Неожиданно над поляной прокатился крик. Клим воспринял его как команду к началу пиршества, но дикарь с раковиной вдруг замер. Вмиг затихло племя, и теперь завывала лишь маска. Хотя Клим обратил внимание, что сейчас туземец был уже без маски. Он сбросил её и, как мог, изо всех сил прижимал к уху часы. Его глаза округлились, потом он заревел долго и тоскливо. Клим не мог поверить, но сомнений не было — дикарь рыдал. Он дул на часы, качал их на ладонях, опять слушал и голосил, постепенно переходя на вой. Неожиданно начало рыдать и племя, кажется, забыв о пленниках. Дикари подходили к часам, тыкались лицом в ладони, трогали их носом и отходили со скорбными лицами.
— Почему я ещё жив? — вдруг очнулся Фегелейн.
— Тише, — прошептал Клим. — Им не до нас.
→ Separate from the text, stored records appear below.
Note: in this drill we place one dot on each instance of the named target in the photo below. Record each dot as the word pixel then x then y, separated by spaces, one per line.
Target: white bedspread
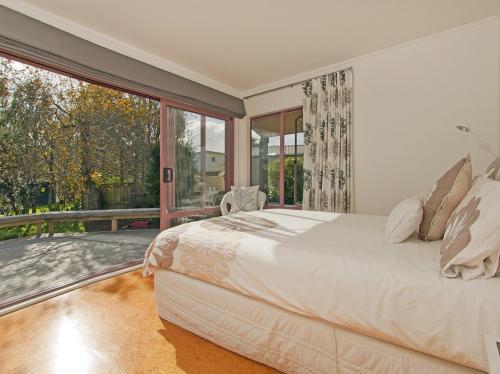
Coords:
pixel 337 268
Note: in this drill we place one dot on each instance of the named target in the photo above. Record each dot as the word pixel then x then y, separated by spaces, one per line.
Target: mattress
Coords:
pixel 336 268
pixel 281 339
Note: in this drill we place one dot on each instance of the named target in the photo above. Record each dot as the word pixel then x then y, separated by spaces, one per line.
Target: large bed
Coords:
pixel 320 292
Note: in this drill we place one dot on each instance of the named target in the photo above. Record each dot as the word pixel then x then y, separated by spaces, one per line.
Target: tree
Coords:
pixel 73 136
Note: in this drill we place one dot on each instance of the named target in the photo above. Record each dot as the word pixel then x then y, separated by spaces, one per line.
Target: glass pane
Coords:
pixel 215 161
pixel 187 176
pixel 266 156
pixel 294 157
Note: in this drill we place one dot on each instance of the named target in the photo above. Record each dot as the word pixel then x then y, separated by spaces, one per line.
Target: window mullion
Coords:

Но спросить о причине у Фегелейна уже не было сил, и он снова уронил голову. Вдруг по рядам туземцев опять прокатилось оживление. Они выстроились нестройными рядами и, повернувшись к Климу спинами, все как один уставились на дерево скорби с висящими телами соплеменников. Маска заняла место на голове вождя и, протянув ладони, на которых покоились часы, он медленно двинулся в направлении дерева. Неспешной процессией за ним потянулось племя.
— Эй! — выкрикнул Клим. — Стойте!
Он вдруг понял, что, возможно, ему дарован шанс.
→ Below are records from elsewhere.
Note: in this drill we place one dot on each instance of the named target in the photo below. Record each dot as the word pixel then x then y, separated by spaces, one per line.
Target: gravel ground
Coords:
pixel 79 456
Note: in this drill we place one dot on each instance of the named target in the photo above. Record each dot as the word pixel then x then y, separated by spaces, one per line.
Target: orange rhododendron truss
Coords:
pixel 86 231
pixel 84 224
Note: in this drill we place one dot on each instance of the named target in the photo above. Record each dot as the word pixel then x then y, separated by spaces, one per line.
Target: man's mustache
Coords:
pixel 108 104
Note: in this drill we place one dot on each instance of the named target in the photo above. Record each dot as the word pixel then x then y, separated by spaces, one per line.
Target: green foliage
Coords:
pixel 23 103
— Стойте! Остановитесь! Дайте мне их!
Но племя уходило, понурив головы, и ни один дикарь не обернулся на его крик.
— Дайте мне часы!
Выдохшись и потратив все силы на крик, Клим неожиданно завыл, как минуту назад завывала маска. Стараясь подражать каждой ноте. И кажется, его старания оценили. Процессия остановились, и на него удивлённо уставились десятки глаз.
— Не надо их вешать на дерево! — изогнулся Клим, стараясь подбородком указать на часы. — Дайте мне!
Нет, всё равно его не понимали. Тогда он, подражая тиканью часов, начал нараспев приговаривать и отбивать ритм носком ботинка.
— Тик, тик, так! Дайте их мне! Тик, тик, так!
Вождь снял маску, и на его лице Клим прочитал растерянность.
— Тик, тик, тик, — закивал он, указывая глазами на часы. — Тик, тик. Мне, дай их мне.
Племя расступилось, и часы на ладонях приблизились к нему на пару шагов.
— Да, да! — обрадовался Клим. — Тик, тик, мне, мне!
Дикарь подошёл вплотную и теперь смотрел на него в упор. Но главное — в его взгляде Клим прочитал интерес.
— Тик-так, тик-так, — повторял Клим. — Я верну тик-так, только развяжите.
Он виновато улыбнулся и кивком указал на связанные руки.
— Развязать! Понимаешь? Развязать, и будет тик-так!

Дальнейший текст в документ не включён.